In fact, not only wasn't there a feeling of 'pinpoint imaging', but I also couldn't describe the sound as being 'detailed', 'present', 'bloomy', 'finely resolved', blah blah blah etc. I couldn't even say it seemed especially dynamically unrestricted compared to playing recordings through my system in the same space. Rather, it sounded quite unremarkable from a standpoint of audiophile terminology - somewhat amorphous and congealed together, a little murky and rolled-off in the treble, spatially a bit small and not terribly dimensional, and not nearly as 'involving' or 'easy to follow' as I expected. Sonically underwhelmed would be a fair despription of my overall reaction. (All this is leaving the attributes of the performance itself to the side - we're talking about a pick-up group sight-reading without prior rehearsal for the occasion, so there was some shaky ensemble and intonation among the inevitable flubs and misses.)

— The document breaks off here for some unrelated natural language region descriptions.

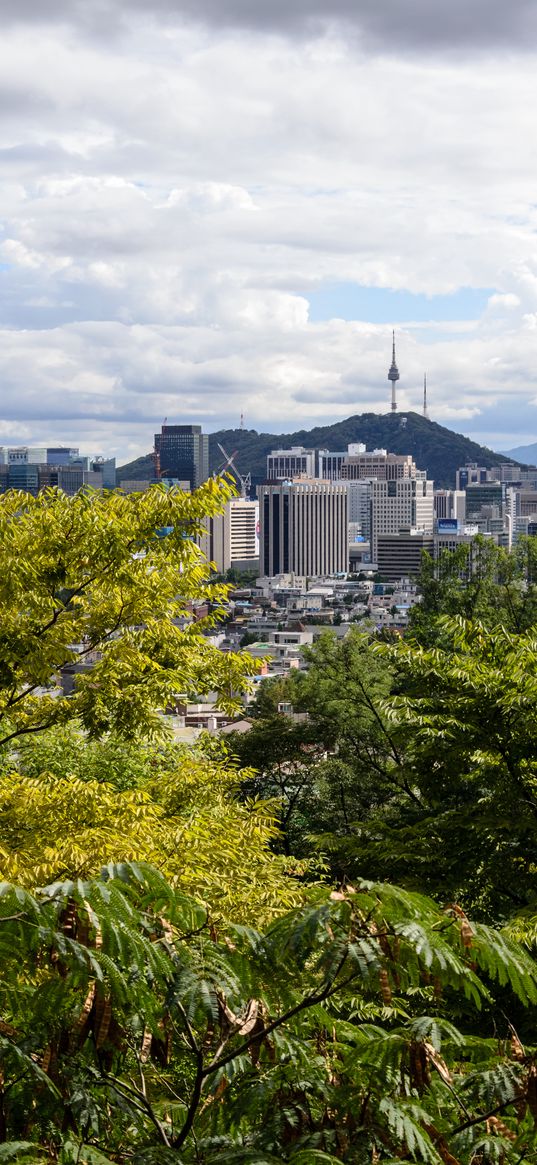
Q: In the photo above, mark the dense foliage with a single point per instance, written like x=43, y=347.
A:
x=108, y=579
x=131, y=1031
x=436, y=449
x=175, y=986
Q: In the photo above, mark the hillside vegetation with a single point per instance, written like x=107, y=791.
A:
x=433, y=447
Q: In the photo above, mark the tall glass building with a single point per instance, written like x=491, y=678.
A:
x=182, y=452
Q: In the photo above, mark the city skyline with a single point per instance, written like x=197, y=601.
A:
x=216, y=210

Part of this I'm sure had to do with the less-than-ideal performance-acoustic attributes of my listening room as well as the background noise of the party, but still, I was probably the only person there who was thinking about any of this crap - and not simply because I was probably the only audiophile in the place, but specifically because this performance was occurring where I normally listen to my own system. That it didn't necessarily sound 'impressive' by comparison speaks not only to the fallability of the "They are here" paradigm, but confirms for me that a whole lot of what we talk about in relation to reproduced sound qualities are in truth largely artifacts of the record/playback processes, and not inherent to the original performance itself. That truth doesn't invalidate those technical processes, or the ways in which we verbally deconstruct what they accomplish, but it does help keep me mindful of the reality of what I'm dealing with when I listen critically at home.
Zaikesman-

Thanks for the well written response.

What an interesting thing; to plunk a live trio in the spot where your system would be! What a let down (in a way) to find prediliction towards the reproduced version. That really says something positive about the quality of your audio system!

Re: the dynamic sound quality of your trio I have a hunch that were Satchmo himself to blow and belt a phrase or two that suddenly the dynamics of a live performance would be realized ;-)

RW
I agree that my system - which to my mind is good but by no means great judged by the standard of being able to transmit or recreate the 'absolute sound' of a live performance - could not fool one into thinking they were hearing a live trumpet, and would suffer by comparison if a live trumpet were played in my listening space, certainly dynamically, and I assume tonally as well. But I wonder if such an experiment would still reveal that the live instrument did not give the impression of emanating from a particularly well-defined point in space. I actually hear a live acoustic instrument on a regular basis in my house, but since I'm the one playing my guitar, the sonic perspective can't really be compared.

The rest of what I usually hear live is either amplified through a PA, of if it's all-acoustic, the performance is taking place in a very different kind of space than I have at home. Thinking about this topic has reminded me of the art museum in my town which keeps a concert grand piano in a largish wood-panelled hall for recitals; I recall that when I've heard that piano played live on a couple occasions, it sounded diffuse, muffled, and dynamically restrained, too 'quiet' even (and from only a few feet away) - a sound that if an audiophile were to accurately reproduce it at home through their system, would ironically be unlikely to satisfy or impress in terms of fulfilling our typical preconception about what a live piano 'ought' to sound like. Listening to recordings, we're listening to microphones as much as to instruments.